DV: You have to work hard and go out and get it! As an expansion team, we do not get the same financial support from the league that the other teams do. We have been very fortunate to get help from Chesscafe. They have been around a long time and are renowned for their excellent articles, monthly columns, and amazing selection of chess products in their store. At our site, there is a 10% coupon for that is good until the end of this year. We also have help from Firejel, charcoal & firewood starter, a product which is great for charcoal grilling, fireplaces, wood stoves, firepits, camping and backpacking. They are not chess related but they have been very generous as well. We also have the support of our state affiliate MACA. Despite the fact that we are an expansion team, I think we have been doing things right, a feeling that is well supported by our team chemistry and record!

EV: If you could change one thing about the USCL, what would it be?

DV: I would change some of the rating rules. The 2590 rule should just be 2600, and I would have a minimum of 2000. It's a professional league; you should have to be at least 2000. Changing these rules would also self-correct the STL 'problem'. I feel that in a league where the average rating has to be under 2400, there should not be a 2650 on board 3, as there has been on the four occasions when St Louis has played Nakamura, Shulman, Ben Finegold and Spencer Finegold. I understand the league wants to attract top players, but there has to be some competitive balance. Only STL can get these 2700+ guys. I know STL didn't make the playoffs due to player availability and Shulman's rough season, but let’s say they had. Then a matchup between a team like New England and St Louis would be very lopsided, especially when you consider how hard it would be to win the blitz playoff in the event of a tie. Essentially to win the match, we'd need 1.5/3 against Nakamura, Shulman, and Finegold. Yikes! Instituting a 2000 minimum would allow STL to use Nakamua, Shulman, Brooks, and a 2000: scary, yes, but not invincible.

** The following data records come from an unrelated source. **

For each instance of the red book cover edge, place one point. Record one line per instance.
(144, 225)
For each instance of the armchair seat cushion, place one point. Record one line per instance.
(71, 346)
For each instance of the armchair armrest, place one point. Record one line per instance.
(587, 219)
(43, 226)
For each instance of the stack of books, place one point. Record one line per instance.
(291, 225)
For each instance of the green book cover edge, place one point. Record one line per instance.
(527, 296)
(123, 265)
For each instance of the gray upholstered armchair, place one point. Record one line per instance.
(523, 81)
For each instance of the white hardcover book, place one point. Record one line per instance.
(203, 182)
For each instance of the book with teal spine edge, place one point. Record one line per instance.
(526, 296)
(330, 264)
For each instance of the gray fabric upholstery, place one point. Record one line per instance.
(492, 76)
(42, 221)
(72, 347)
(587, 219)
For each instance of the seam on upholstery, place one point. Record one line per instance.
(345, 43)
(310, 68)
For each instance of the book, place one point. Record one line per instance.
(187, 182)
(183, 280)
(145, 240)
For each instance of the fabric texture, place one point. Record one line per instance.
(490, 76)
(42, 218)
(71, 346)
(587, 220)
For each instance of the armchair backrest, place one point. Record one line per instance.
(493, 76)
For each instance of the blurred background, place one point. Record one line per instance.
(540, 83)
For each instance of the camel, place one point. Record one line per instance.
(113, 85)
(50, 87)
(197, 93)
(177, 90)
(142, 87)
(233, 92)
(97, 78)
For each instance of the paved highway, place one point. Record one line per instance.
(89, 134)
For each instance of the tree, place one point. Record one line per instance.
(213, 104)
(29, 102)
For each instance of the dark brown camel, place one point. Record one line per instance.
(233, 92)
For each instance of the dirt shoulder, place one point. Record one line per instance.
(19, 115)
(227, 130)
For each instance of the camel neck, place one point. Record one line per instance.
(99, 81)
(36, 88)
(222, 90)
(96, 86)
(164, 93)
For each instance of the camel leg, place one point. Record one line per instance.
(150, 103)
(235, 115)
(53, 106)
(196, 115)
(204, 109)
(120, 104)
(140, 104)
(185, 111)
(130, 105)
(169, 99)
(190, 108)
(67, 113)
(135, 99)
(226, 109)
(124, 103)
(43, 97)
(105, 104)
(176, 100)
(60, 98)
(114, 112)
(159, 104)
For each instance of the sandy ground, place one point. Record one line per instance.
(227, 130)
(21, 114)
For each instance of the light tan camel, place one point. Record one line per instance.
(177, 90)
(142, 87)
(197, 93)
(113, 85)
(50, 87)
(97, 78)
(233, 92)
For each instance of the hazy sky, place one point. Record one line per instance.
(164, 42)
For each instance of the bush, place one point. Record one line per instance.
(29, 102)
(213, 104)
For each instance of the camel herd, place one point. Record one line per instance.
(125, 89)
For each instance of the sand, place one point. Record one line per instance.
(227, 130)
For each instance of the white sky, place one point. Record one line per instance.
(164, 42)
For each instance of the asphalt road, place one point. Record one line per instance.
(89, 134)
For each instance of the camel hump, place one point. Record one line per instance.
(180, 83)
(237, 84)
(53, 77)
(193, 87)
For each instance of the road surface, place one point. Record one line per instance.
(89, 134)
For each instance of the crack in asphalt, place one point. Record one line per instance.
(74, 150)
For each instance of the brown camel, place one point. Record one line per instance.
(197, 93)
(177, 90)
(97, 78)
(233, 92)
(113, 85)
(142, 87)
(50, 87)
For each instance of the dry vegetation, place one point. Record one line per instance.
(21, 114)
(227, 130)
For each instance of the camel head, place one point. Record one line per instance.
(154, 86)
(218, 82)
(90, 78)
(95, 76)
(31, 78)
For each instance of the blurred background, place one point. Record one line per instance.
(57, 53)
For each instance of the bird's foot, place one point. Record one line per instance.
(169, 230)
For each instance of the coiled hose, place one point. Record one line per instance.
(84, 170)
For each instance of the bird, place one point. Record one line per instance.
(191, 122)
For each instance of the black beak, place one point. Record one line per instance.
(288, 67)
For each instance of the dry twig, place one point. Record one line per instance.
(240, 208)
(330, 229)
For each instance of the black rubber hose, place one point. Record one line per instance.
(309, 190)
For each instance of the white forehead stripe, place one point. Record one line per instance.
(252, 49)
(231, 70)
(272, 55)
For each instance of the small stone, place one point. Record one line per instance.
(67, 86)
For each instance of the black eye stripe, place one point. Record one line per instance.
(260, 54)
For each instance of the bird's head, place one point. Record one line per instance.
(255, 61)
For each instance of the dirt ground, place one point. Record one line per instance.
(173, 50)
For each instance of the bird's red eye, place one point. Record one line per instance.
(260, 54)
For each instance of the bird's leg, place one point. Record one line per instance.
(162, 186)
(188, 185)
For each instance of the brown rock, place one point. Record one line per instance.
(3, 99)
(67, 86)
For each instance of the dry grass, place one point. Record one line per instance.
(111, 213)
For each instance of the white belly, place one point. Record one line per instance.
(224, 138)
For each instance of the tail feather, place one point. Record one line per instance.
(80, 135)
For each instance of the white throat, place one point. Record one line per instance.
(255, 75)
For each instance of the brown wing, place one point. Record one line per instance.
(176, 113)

I would also change this rule that allows teams to use a year-old rating list. At least make it January of the same year. I totally get the concept of rewarding teams for using top players and underrated juniors, but if it's too extreme it punishes teams that do not have such players.

 Zoe Vigorito, 10 days old


Anonymous said...

Great interview!

Dave, congratulations to you and your wife for your new baby. She's beautiful.

Anonymous said...

Nice cat, too.

Anonymous said...

I like cats too, they smell nice and they go poop as needed not like dogs that u gotta take outside. My cat ran away and it makes me really sad, maybe someone had seen him if u did let me know he kinda loooks like vigorito's cat.

Anonymous said...

I like this interview because its not cocky. Vigorito gives credit to other teams and players, its not all about me myself and I and look how smart I'm and look how great my team is. Yeah that's what I fuckin call humility. And guess what 9.5-.5 is pretty good record while you gotta deal with a pregnant wife and all that.

katar said...

Mr. Vigorito is one of my "virtual" chess mentors as I've learnt a great deal from his terrific video lessons from He has always come across as a humble, cool guy with a dry sense of humor. OK, it's just text, but Mr. Vigorito seems to be very happy and even "glowing" in this interview! And it's easy to understand why since he is now starting a beautiful family! Congrats and best wishes, Dave, if you happen to see this!! Oh yeah and go Nor'Easters! I'm gonna go buy some Firejel now. Laterz.